There are growing fears that gas drilling will affect biodiversity in the area, especially the Quirimbas Archipelago, a UNESCO biosphere which is located just 8km from one of the gas fields off the coast of Cabo Delgado. The archipelago is home to 3,000 floral species, 447 bird species, eight species of marine mammals, as well as lions, elephants, buffalo and leopards.
The dredging, waste disposal and the physical construction of onshore and offshore facilities will significantly diminish much of this ecosystem. Many species will flee the area due to noise and habitat degradation, while the impact of a potential gas leak or spill will be disastrous.
After the first seismic survey that Anadarko did in 2008, reports emerged about mass deaths of marine animals.
Unfortunately, it seems Cabo Delgado is heading down the disastrous path of the province of Tete, where the government handed some 60 percent of local land in concessions to the coal industry.

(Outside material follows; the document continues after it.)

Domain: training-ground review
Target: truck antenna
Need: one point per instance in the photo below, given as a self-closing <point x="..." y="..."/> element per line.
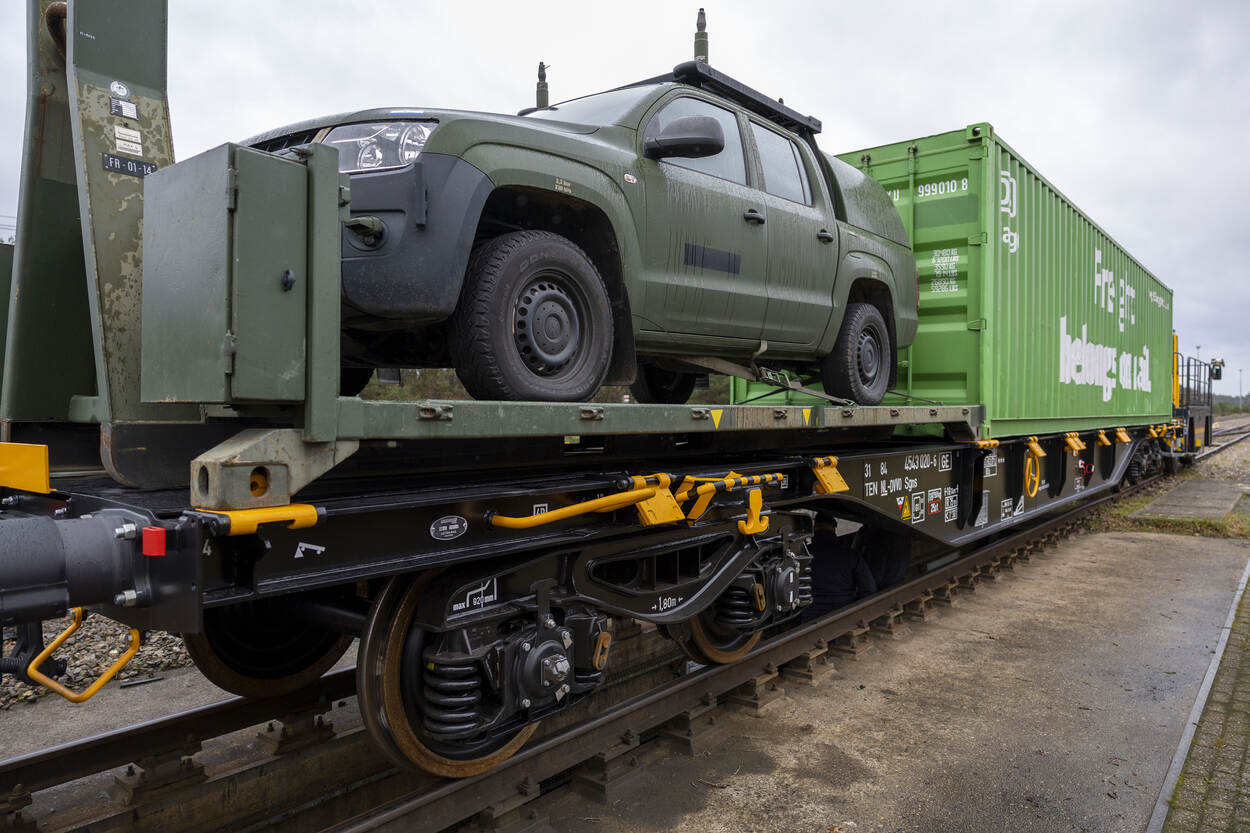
<point x="540" y="93"/>
<point x="701" y="38"/>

Exploration and mining in the province have resulted in the forceful displacement of over 1,300 families and led to major loss of livelihood for local communities and extensive pollution. Locals have reported deaths of people and animals due to polluted water.
Mozambique is already suffering from the devastating effects of climate change and its coal and LNG projects – which are more carbon-intensive than the regular extraction and processing of natural gas – will only further contribute to global warming. Both of these industries are export-oriented and there does not seem to be any comprehensive plan for putting into use these energy resources into the development of the Mozambican economy. And both of them have left devasted communities behind.
If the Mozambican government does not correct this exploitative relationship with foreign corporations and focus its efforts on improving the lives of its own people and making local communities climate-resilient, the country is headed for a disaster.
President Filipe Nyusi himself has admitted that “poverty and unemployment” are driving the insurgency in Cabo Delgado. Amid climate devastation, pollution and socioeconomic marginalisation due to the operations of foreign energy corporations, it is hard to see how public anger and violence will not escalate further.
The views expressed in this article are the author’s own and do not necessarily reflect Al Jazeera’s editorial stance.